GAD antibody-spectrum disorders

Popianna Tsiortou MSc (

Ms. Tsiortou of the University of Athens has no relevant financial relationships to disclose.

)
Harry Alexopoulos DPhil (Dr. Alexopoulos of the National and Kapodistrian University of Athens has no relevant financial relationships to disclose.)
Marinos C Dalakas MD (

Dr. Dalakas of the National and Kapodistrian University of Athens Medical School in Greece and Thomas Jefferson University, Philadelphia, Pennsylvania, received honorariums from Baxalta (Shire), Novartis, Pfizer, CSL, and Octapharma for consulting, serving on advisory committees, and speaking engagements.

)
Francesc Graus MD PhD, editor. (

Dr. Graus, Emeritus Professor, Laboratory Clinical and Experimental Neuroimmunology, Institut D’Investigacions Biomédiques August Pi I Sunyer, Hospital Clinic, Spain, has no relevant financial relationships to disclose.

)
Originally released October 19, 2020; expires October 19, 2023

Overview

The article describes the clinical phenotypes associated with anti-GAD antibodies as distinctly evolved the last decade, their underlying pathophysiology, the significance of anti-GAD antibody titers in clinical diagnosis, and the current therapeutic approaches.

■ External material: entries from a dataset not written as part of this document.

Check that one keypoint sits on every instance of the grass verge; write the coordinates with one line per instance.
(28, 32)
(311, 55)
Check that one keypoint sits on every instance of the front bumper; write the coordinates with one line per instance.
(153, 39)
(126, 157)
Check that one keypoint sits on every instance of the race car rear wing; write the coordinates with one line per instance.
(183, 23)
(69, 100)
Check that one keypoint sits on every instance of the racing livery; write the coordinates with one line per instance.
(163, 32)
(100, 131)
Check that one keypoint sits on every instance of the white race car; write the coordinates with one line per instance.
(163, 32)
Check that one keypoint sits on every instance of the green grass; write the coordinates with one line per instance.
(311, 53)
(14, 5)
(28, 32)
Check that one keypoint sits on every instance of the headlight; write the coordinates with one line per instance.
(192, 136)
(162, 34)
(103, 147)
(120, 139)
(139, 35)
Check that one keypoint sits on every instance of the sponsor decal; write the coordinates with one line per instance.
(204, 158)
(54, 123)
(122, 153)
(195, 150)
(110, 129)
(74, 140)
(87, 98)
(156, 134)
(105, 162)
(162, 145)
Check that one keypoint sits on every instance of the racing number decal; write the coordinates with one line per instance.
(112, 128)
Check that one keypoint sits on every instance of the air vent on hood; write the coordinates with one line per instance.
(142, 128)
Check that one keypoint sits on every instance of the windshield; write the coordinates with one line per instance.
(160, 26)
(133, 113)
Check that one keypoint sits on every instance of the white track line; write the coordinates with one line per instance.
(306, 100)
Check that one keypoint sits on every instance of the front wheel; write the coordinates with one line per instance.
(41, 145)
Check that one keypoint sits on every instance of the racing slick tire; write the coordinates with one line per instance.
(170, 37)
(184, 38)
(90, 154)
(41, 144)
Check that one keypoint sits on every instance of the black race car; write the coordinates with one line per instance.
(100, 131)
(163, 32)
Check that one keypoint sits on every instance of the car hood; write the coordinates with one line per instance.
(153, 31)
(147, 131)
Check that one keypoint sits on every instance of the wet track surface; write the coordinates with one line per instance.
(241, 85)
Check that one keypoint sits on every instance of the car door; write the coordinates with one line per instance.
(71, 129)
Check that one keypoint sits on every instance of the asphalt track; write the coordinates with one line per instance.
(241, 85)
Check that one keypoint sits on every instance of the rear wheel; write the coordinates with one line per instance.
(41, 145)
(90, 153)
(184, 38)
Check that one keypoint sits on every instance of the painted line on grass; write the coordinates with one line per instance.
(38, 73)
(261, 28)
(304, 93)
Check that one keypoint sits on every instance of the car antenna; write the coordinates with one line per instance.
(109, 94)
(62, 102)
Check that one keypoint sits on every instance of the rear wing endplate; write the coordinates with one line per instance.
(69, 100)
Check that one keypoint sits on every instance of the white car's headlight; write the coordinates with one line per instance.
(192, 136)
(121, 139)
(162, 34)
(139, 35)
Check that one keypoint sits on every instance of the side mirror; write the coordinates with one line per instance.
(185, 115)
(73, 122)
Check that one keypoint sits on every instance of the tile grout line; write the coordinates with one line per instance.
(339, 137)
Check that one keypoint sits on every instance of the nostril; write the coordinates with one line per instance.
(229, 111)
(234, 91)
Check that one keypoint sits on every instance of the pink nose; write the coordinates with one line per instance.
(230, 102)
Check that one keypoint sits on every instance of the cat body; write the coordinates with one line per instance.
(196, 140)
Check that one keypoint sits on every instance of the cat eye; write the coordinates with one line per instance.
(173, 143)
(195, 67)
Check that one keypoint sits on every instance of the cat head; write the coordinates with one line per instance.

Historical note and terminology

Glutamic acid decarboxylase (GAD) is a pyridoxal 5'-phosphate-dependent enzyme that catalyzes the conversion of the excitatory neurotransmitter l-glutamate to the inhibitory neurotransmitter gamma-aminobutyric acid (GABA). The enzyme is widely expressed within the central nervous system and pancreatic beta-cells but is also found in lower amounts in the liver, kidneys, adrenal glands, ovaries, and testes (Grimaldi et al 1993). The presence of autoantibodies against GAD was first described in 1988 by Solimena and colleagues in a 49-year-old woman with stiff-person syndrome, epilepsy, and type-1 diabetes mellitus. They detected anti-GAD antibodies in both serum and cerebrospinal fluid and identified for the first time the immunostaining pattern of these antibodies, pointing out the possible immunological connection between stiff-person syndrome and type 1 diabetes mellitus. They concluded that the clinical manifestations of stiff-person syndrome are related to disruption of GABAergic pathways, a notion that it is still valid today (Solimena et al 1988).